If investors are concerned about a recession, hospital REIT Medical Properties Trust (MPW -8.68%) is a good pick. This is because the company's portfolio includes 440 facilities in the U.S. and nine other countries, valued at over $22 billion.

Like all organizations, hospitals need capital to both survive and thrive. And they turn to Medical Properties Trust to tap into the equity from the real estate. Selling their properties to the REIT allows them access to the funds necessary to repay debt and expand to reach more patients.

In exchange for providing its tenants with vital capital infusions, Medical Properties Trust's lease terms are for 10 to 20 years. And tenants cover all property expenses and pay a base rent to the REIT each month. Since hospitals rarely shut, this creates steady rent revenue for Medical Properties Trust each month.

Given that 99% of its leases enjoy inflation-based or annual fixed rent increases, Medical Properties Trust's rent revenue consistently grows. And this is before even considering its billions of dollars of property acquisitions that are completed each year -- $3.9 billion in 2021 alone. That explains how Medical Properties Trust's adjusted funds from operations (AFFO) per share surged 13.2% in 2021 to $1.37.

With a dividend payout ratio of 80%, the REIT's eye-popping 7.8% dividend yield appears to be safe. This also gives Medical Properties Trust enough capital to keep acquiring properties in the future. And because the company's addressable market is over $1 trillion of hospital real estate, it should have little difficulty finding quality properties to acquire in the years to come.

And at a trailing-12-month price-to-AFFO-per share ratio of 10.6, Medical Properties Trust looks like a compelling buy for income investors.

2. Realty Income

With a portfolio of nearly 11,300 properties spanning the U.S., Puerto Rico, the U.K., and Spain, Realty Income (O 1.94%) is a dominant, diversified REIT. 

The company's top five industry concentrations of grocery stores, convenience stores, dollar stores, quick-service restaurants, and drugstores make up just 40% of its annualized base rent (ABR). And the top five markets of Texas, the U.K., California, Florida, and Illinois comprise 36.1% of its ABR.

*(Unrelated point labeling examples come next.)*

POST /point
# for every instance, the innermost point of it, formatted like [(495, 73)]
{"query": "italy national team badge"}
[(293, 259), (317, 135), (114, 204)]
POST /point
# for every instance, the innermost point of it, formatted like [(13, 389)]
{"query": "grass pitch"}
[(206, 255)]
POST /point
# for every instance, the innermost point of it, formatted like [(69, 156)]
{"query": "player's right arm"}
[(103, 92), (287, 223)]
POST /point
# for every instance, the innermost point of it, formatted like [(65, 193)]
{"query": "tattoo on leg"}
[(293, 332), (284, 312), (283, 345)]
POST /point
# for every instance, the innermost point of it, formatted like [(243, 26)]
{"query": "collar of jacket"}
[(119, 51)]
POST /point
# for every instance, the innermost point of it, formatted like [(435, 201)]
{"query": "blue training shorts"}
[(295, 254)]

Much like Medical Properties Trust, Realty Income provides its tenants with access to capital in exchange for ownership of their real estate. The REIT also benefits from a weighted average lease term of 8.9 years, which leads to strong rent revenue visibility. And the company also has a catalyst to drive rent revenue higher right off the bat: annual lease escalators that are either linked to inflation or fixed in nature.

All of these characteristics together are how Realty Income's AFFO-per-share ratio has grown at a 5.1% annual rate since 1995. For context, this is much higher than the industry average of 4%.

The best part is that Realty Income's growth should continue for many more years. This is because the company has an estimated $12 trillion commercial real estate market to search for potential property acquisitions. And with a dividend payout ratio set to be in the mid-70% range in 2022, Realty Income has the capital to expand its portfolio. This should enable mid-single-digit annual dividend growth in the years ahead, which is enticing, factoring in the stock's 4.7% dividend yield.

Realty Income's forward price-to-AFFO-per-share of 16.5 seems to offer investors a decent entry point for the long haul.